No it's doesn't look like NVEncC can do it internally. You can let ffmpeg do the conversion and pipe to nvencc, if ffmpeg nvenc was the problem
Something is inconsistent with your results, or maybe there is a typo or I'm reading it incorrectly : the ffmpeg build should give similar result as the ffmpeg_nvenc when using no codec. There should be no GPU usage either, it's just a pure reading/decoding test. Nothing is being encoded. GPU isn't being used. If input.avi was small, then it might be a cached read skewing the observation. Input.avi shouldn't be a YT video.
When you add -pix_fmt yuv420p to that speed test as I had it written above, it's read + 4:2:0 conversion, that should be slower . The difference in time will be the effect of the 422=>420 conversion only
Not sure what's going on in your case. Seems to work ok for large files
721GB low motion content test 1280x720p59.94 8bit 4:2:2 UYVY
source SSD R/W ~500MB/s to a destination slow 5400rpm mechanical HDD, Maxwell 1 card
~250-255 FPS per instance, but only ~30-35% GPU load. No slowdown.
Hmmm 35% load? So I ran another instance about 75% though. ~250-255 FPS per instance each, ~60-70% GPU total . Total additive FPS would be ~500-510. No slowdowns. IIRC 2 instances is max per card for NVEnc, even if you have idle/spare GPU capacity
I used default ffmpeg nvenc settings, which are no b-frames (no b-frames speed up encoding, but negatively impact compression), 12 frame GOP length (same - shorter keyframe interval speed ups encoding, but worse compression), 5000kbps same as your (higher bitrates slows encoding too)

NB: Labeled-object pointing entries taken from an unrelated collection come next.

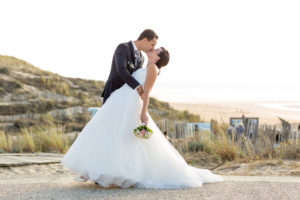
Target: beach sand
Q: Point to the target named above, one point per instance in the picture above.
(268, 112)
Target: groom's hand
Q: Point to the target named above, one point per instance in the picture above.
(140, 91)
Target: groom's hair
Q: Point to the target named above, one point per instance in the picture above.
(164, 58)
(149, 34)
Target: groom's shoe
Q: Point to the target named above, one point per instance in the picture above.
(80, 179)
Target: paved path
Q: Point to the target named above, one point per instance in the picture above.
(32, 176)
(62, 187)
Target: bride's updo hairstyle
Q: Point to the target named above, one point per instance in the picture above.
(164, 58)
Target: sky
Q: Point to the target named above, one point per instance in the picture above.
(219, 50)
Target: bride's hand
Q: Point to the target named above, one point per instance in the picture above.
(144, 118)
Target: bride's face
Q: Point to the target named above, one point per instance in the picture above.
(153, 55)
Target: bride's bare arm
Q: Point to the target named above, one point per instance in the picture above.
(152, 74)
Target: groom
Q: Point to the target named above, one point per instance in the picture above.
(127, 59)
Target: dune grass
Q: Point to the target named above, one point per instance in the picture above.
(204, 145)
(224, 149)
(51, 140)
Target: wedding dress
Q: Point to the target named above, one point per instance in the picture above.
(107, 151)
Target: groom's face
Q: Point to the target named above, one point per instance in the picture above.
(149, 45)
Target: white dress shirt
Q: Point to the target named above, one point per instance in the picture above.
(135, 48)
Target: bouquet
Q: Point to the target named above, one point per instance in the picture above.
(143, 131)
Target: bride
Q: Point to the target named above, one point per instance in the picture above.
(108, 153)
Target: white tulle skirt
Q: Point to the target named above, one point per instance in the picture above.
(108, 152)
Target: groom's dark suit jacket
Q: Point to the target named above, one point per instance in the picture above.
(123, 65)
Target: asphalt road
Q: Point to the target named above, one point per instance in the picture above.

I think the reason for the low GPU% is the low motion and low compression settings by ffmpeg nvenc defaults. NVEnCC defaults are higher, higher quality.
I ran two separate conversions. GPU load raised from 40% (one converison) up to 55%. Total fps raised up only about 20 FPS.
I will look for hdd speed optimisation. But there are no SSD at the moment.